Tilda Swinton Responds To Doctor Strange Whitewashing Controversy

'I wasn't asked to play an Asian character'

Before the first teaser trailer made its way online, Marvel's Doctor Strange was stirring quite the conversation in regards to the re-characterization of the Ancient One. In the comics, the Ancient One is a powerful Tibetan sorcerer who acts as Stephen Strange's mentor in the mystic arts. He is also a dude.

In Scott Derrickson's big screen adaptation, however, the Ancient One is played by Tilda Swinton -- a brilliantly avant-garde, white actress. After the teaser trailer for the film was released, fans were quick to criticize Swinton's casting and depiction of the Ancient One as yet another instance of Hollywood's cultural appropriation of Asian characters. After all, she is portraying a character originally conceived as being of Asian descent. In an industry where Scarlett Johansson is cast as a Japanese cyborg and Nikolaj Coster-Waldau portrays an Egyptian god, you can see why this is a troubling Hollywood trend.

(Just so we're clear: No one is upset that the Ancient One is now an all-powerful woman ... except for butthurt MRAs.)

Marvel Comics

This is the Ancient One, who sometimes goes by the name Yao.

However, in a recent interview with The Hollywood Reporter, the Oscar-winner explained how this interpretation of the character strays away from the Ancient One's original Tibetan roots.

"Well, it's not actually an Asian character -- that's what I need to tell you about it," she said. "I wasn't asked to play an Asian character, you can be very well assured of that."

She added: "You just have to wait and see, because it's not an Asian character."

While some will understandably take ire in the fact that the Ancient One was stripped of her Asian identity, it's important to remember that the character's original characterization was somewhat problematic for its stereotypical nature.
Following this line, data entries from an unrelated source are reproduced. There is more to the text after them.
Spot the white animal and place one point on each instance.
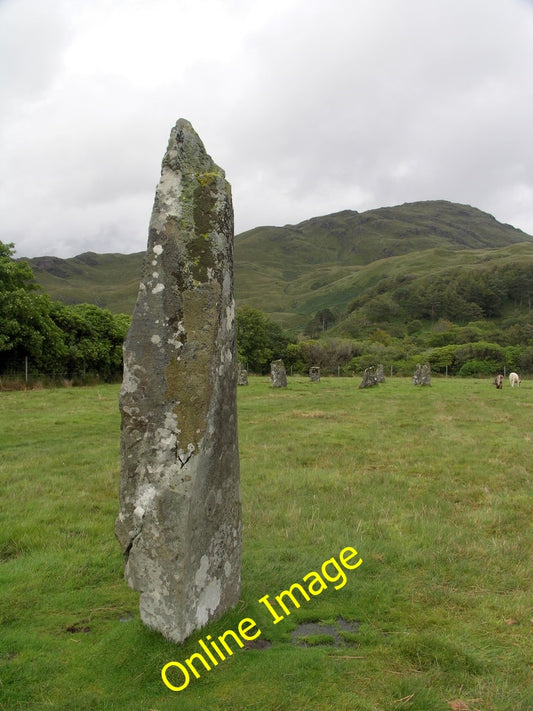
(514, 379)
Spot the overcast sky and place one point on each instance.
(310, 107)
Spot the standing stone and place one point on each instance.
(278, 374)
(179, 523)
(422, 374)
(369, 378)
(380, 374)
(242, 378)
(314, 374)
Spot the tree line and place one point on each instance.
(44, 337)
(444, 322)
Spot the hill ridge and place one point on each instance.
(289, 271)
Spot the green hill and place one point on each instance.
(332, 261)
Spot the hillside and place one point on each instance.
(294, 271)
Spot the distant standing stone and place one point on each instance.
(278, 374)
(422, 374)
(242, 378)
(179, 523)
(314, 374)
(369, 378)
(380, 375)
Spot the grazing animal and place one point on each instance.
(514, 379)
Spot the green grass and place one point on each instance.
(432, 486)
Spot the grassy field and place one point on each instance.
(432, 487)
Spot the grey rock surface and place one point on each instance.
(278, 374)
(422, 375)
(179, 522)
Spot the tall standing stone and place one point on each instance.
(179, 523)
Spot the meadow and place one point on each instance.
(431, 486)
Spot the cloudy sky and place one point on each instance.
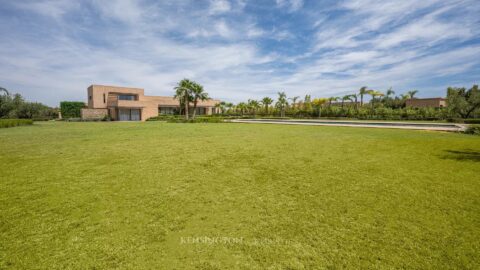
(238, 49)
Last year, Marvel Studios head Kevin Feige told EW, "I think if you look at some of the early incarnations of the Ancient One in the comics, they are what we would consider today to be quite, sort of, stereotypical. They don't hold up to what would work today."

Therefore, the Ancient One has seemingly been reworked as an enlightened being who's not necessarily connected to conventional definitions of identity and human ethnicity.

Given her ethereal weirdness, Swinton is undoubtedly an amazing choice to play a mysterious mystic, but we wish Marvel would have found a way to rework the character without stripping the Ancient One of her important cultural identity.